The company first broached the subject of job cuts at the mine with unions in November 2014. Since then Cooke 4 has continued to fall short of production targets and accumulate losses forcing the producer to re-open talks, the company said.

The chief executive of Sibanye’s Gold operations, Wayne Robinson, said in a statement the losses at the mine threatened the viability of the other three Cooke operations.

“It is unfortunate that despite the joint efforts of stakeholders, the Cooke 4 operations have been unable to meet required production and cost targets and has continued to operate at a loss,” said Robinson.

The Cooke operations, including four mines and three processing plants, had an operating loss of 4 million rand ($274,000) in 2015, the company said.

Job cuts are a thorny issue in Africa’s most industrialised country where the unemployment rate is near 27 percent, a big concern for companies faced with labour disputes.
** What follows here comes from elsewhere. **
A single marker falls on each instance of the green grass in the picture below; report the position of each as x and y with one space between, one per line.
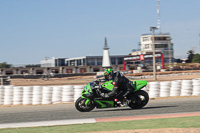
183 122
Unions were unavailable to comment but have opposed job cuts elsewhere.

Sibanye spokesman James Wellsted said the previous round of negotiations in November had led to some job cuts and a new plan to revamp the mine but the operation continued losing money.

He said the mine was unlikely to run with fewer people if it was unable to pay for itself.

“I don’t want to preempt the consultation process and obviously we are looking for solutions but we have not been able to improve the situation,” Wellsted said when asked whether the mine would be shut.

Sibanye employs 1,700 workers at Cooke 4 and about 7,000 workers at all its four Cooke operations, he said.